Fort George Island Cultural State Park
Tabby ruins
Ribault Inn Club, a winter resort now used as visitors center

Fort George Island State Cultural Site is a Florida State Park located on Fort George Island, about three miles (5 km) south of Little Talbot Island State Park on SR A1A. It is home to the Ribault Inn Club, constructed in 1928 as a winter resort and now used as a visitor's center.[1] The 46,000-acre (190 km2) Timucuan Ecological and Historic Preserve, in Jacksonville, Florida is nearby. Fort George has the highest point along the Atlantic coast south of Sandy Hook, New Jersey, and contains Timucua oyster shell mounds.
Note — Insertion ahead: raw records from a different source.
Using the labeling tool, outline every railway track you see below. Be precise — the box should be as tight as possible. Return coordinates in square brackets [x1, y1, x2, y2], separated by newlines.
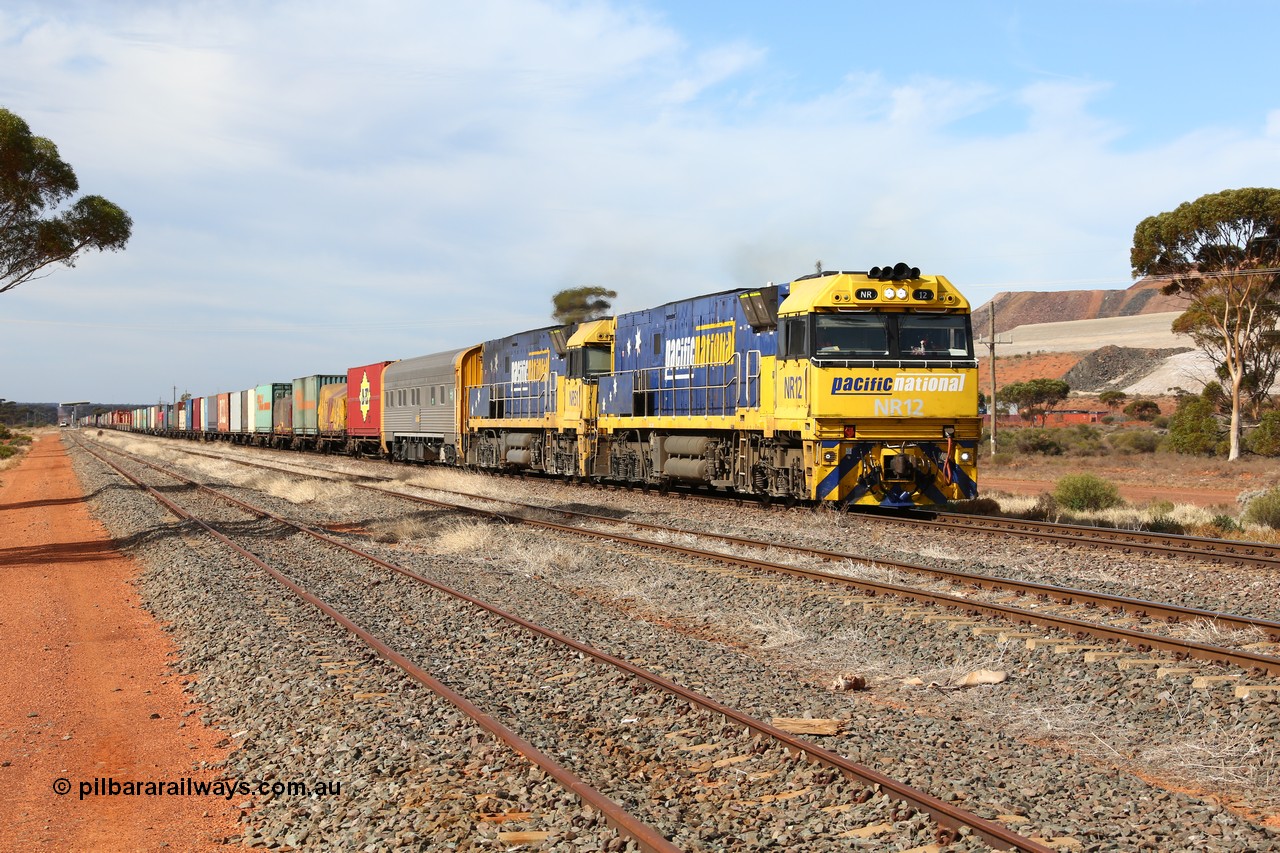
[99, 434, 1280, 678]
[616, 483, 1280, 571]
[77, 436, 1048, 851]
[899, 510, 1280, 571]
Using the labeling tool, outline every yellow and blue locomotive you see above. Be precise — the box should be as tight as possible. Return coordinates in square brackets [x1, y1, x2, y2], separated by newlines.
[467, 263, 979, 507]
[767, 264, 979, 506]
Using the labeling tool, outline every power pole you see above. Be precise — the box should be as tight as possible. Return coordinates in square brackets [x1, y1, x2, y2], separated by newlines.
[983, 299, 1012, 457]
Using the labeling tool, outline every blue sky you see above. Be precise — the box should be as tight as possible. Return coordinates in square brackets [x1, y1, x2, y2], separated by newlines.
[1, 0, 1277, 403]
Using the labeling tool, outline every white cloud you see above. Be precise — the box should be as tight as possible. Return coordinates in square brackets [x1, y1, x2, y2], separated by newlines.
[1, 1, 1277, 401]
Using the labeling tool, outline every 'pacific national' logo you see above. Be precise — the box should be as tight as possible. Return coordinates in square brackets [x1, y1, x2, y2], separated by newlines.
[359, 371, 372, 421]
[830, 374, 967, 395]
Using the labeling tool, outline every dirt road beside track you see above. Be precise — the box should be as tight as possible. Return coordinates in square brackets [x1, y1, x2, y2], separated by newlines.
[0, 435, 239, 851]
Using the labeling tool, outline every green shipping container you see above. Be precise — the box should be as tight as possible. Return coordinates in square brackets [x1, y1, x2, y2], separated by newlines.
[292, 374, 345, 436]
[254, 384, 290, 433]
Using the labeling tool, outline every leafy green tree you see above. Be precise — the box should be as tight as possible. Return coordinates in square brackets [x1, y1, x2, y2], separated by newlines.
[1172, 300, 1280, 422]
[1198, 381, 1232, 416]
[1131, 187, 1280, 460]
[1, 108, 132, 295]
[997, 378, 1070, 426]
[1098, 390, 1128, 411]
[1122, 399, 1161, 422]
[551, 286, 617, 324]
[1165, 394, 1221, 456]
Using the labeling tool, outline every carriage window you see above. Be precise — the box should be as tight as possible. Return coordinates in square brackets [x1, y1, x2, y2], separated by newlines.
[781, 317, 808, 359]
[430, 387, 436, 405]
[899, 314, 971, 359]
[568, 346, 612, 378]
[813, 315, 889, 358]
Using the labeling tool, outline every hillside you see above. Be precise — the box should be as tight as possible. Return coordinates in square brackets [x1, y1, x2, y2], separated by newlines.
[973, 277, 1184, 335]
[975, 310, 1226, 401]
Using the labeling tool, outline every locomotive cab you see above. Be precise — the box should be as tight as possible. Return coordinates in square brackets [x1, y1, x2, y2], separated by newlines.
[562, 319, 614, 474]
[774, 266, 980, 507]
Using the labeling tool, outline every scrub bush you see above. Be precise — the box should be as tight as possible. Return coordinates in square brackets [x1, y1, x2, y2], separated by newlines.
[1109, 430, 1159, 454]
[1054, 473, 1123, 511]
[1005, 428, 1064, 455]
[1243, 489, 1280, 530]
[1246, 411, 1280, 457]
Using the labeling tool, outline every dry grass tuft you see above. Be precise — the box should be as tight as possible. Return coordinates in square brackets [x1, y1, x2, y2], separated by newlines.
[365, 515, 439, 543]
[827, 559, 914, 587]
[1178, 619, 1267, 648]
[787, 625, 901, 680]
[1146, 726, 1280, 809]
[432, 519, 497, 554]
[747, 610, 813, 650]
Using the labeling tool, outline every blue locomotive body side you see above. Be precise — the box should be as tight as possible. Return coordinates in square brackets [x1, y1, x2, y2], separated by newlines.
[601, 288, 782, 418]
[470, 326, 570, 421]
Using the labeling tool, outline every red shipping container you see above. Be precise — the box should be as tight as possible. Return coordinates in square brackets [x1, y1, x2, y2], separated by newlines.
[346, 360, 394, 437]
[217, 393, 231, 432]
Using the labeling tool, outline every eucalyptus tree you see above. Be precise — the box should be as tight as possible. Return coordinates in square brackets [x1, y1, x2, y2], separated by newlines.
[0, 107, 132, 295]
[551, 286, 616, 324]
[1132, 187, 1280, 460]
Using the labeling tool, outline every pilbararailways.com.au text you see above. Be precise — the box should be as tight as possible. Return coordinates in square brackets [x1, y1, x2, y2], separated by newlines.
[56, 776, 342, 800]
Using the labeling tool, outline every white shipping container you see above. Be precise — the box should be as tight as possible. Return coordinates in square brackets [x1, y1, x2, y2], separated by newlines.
[230, 390, 244, 432]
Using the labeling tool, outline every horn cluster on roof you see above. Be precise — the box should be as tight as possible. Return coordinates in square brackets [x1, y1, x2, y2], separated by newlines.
[868, 263, 920, 281]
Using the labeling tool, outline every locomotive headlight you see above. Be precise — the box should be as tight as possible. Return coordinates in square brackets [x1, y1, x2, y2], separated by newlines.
[822, 450, 837, 463]
[958, 450, 972, 463]
[895, 287, 908, 299]
[883, 288, 896, 300]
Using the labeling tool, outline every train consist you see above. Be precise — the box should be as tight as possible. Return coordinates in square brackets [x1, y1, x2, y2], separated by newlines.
[92, 265, 981, 507]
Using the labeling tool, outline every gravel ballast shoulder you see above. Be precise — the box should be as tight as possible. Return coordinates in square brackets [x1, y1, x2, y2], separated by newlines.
[73, 433, 1280, 851]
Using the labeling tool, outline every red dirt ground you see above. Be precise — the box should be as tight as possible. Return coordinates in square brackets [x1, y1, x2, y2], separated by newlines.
[977, 352, 1083, 391]
[980, 475, 1240, 508]
[0, 435, 240, 851]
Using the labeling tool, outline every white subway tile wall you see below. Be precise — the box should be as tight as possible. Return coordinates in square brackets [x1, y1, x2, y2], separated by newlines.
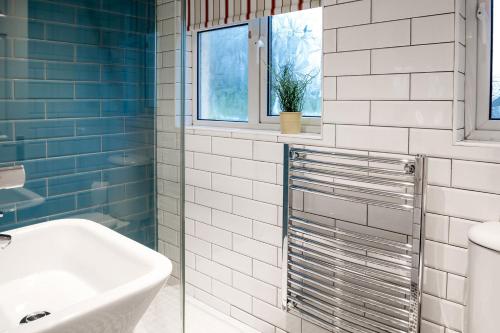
[157, 0, 500, 332]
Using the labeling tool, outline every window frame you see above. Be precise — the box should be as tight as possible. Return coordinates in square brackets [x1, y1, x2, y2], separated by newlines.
[192, 10, 322, 130]
[465, 0, 500, 141]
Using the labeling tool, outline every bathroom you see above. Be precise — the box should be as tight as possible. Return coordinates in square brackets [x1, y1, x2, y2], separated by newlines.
[0, 0, 499, 332]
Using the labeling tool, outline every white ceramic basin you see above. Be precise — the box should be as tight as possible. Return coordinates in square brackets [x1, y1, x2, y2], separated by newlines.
[0, 219, 172, 333]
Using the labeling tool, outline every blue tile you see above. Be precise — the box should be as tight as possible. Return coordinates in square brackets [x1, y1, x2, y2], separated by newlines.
[124, 17, 153, 34]
[47, 101, 100, 119]
[15, 120, 75, 140]
[0, 17, 44, 39]
[0, 101, 45, 120]
[24, 179, 48, 197]
[27, 1, 75, 23]
[76, 45, 123, 64]
[47, 63, 99, 81]
[15, 40, 74, 61]
[17, 194, 76, 221]
[0, 81, 12, 99]
[15, 81, 74, 99]
[0, 59, 45, 79]
[102, 0, 146, 17]
[0, 141, 46, 163]
[76, 118, 124, 136]
[47, 24, 100, 45]
[125, 117, 154, 132]
[126, 179, 153, 197]
[75, 83, 138, 99]
[102, 31, 144, 49]
[47, 137, 101, 157]
[23, 157, 75, 180]
[76, 9, 125, 30]
[76, 152, 124, 172]
[61, 0, 100, 8]
[102, 65, 141, 82]
[0, 209, 16, 229]
[102, 166, 148, 186]
[48, 171, 101, 196]
[0, 123, 14, 141]
[0, 38, 11, 57]
[102, 100, 141, 117]
[104, 196, 148, 219]
[102, 132, 153, 151]
[77, 185, 126, 209]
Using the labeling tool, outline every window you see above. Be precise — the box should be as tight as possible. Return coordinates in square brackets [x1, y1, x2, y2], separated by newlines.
[194, 8, 322, 128]
[466, 0, 500, 140]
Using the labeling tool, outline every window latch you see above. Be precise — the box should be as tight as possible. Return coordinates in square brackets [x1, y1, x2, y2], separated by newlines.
[255, 37, 265, 65]
[477, 2, 489, 45]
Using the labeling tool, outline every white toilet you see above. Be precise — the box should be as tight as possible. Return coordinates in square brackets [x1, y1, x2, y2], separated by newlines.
[467, 222, 500, 332]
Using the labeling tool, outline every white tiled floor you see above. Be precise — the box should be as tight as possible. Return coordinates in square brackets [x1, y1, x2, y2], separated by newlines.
[135, 286, 260, 333]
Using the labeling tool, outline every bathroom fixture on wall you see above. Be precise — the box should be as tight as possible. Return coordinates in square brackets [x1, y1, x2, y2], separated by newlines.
[0, 219, 172, 333]
[0, 166, 25, 190]
[281, 145, 426, 333]
[0, 234, 11, 249]
[467, 222, 500, 332]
The park is part of the Talbot Islands GEOpark complex.

The park contains several distinct periods in human history. During the early historical period Fort George Island was known as Alicamani. It was the location of the village of Alicamani, a major village of the Timucua chiefdom known as the Saturiwa. Timucua influence is noted by the presence of middens, large mounds that are compiled of massive quantities of shells and discarded food byproducts. On Fort George Island, the shells were primarily oysters. The island was later home to the Spanish mission of San Juan del Puerto, the primary mission to the Saturiwa.

Under British rule in 1765, colonists developed a plantation on the island. It is now known as Kingsley Plantation, after Zephaniah Kingsley, who held it for 25 years. The main house, kitchen and numerous slave quarters have survived.

Activities include off-road bicycling, hiking, boating, canoeing, kayaking, and fishing. Amenities include a 4.4-mile (7.1 km)-long loop bicycle trail, boat ramp, a 3-mile (4.8 km) hiking/biking trail, and a beach. The park is open from 8:00 am until sundown year-round.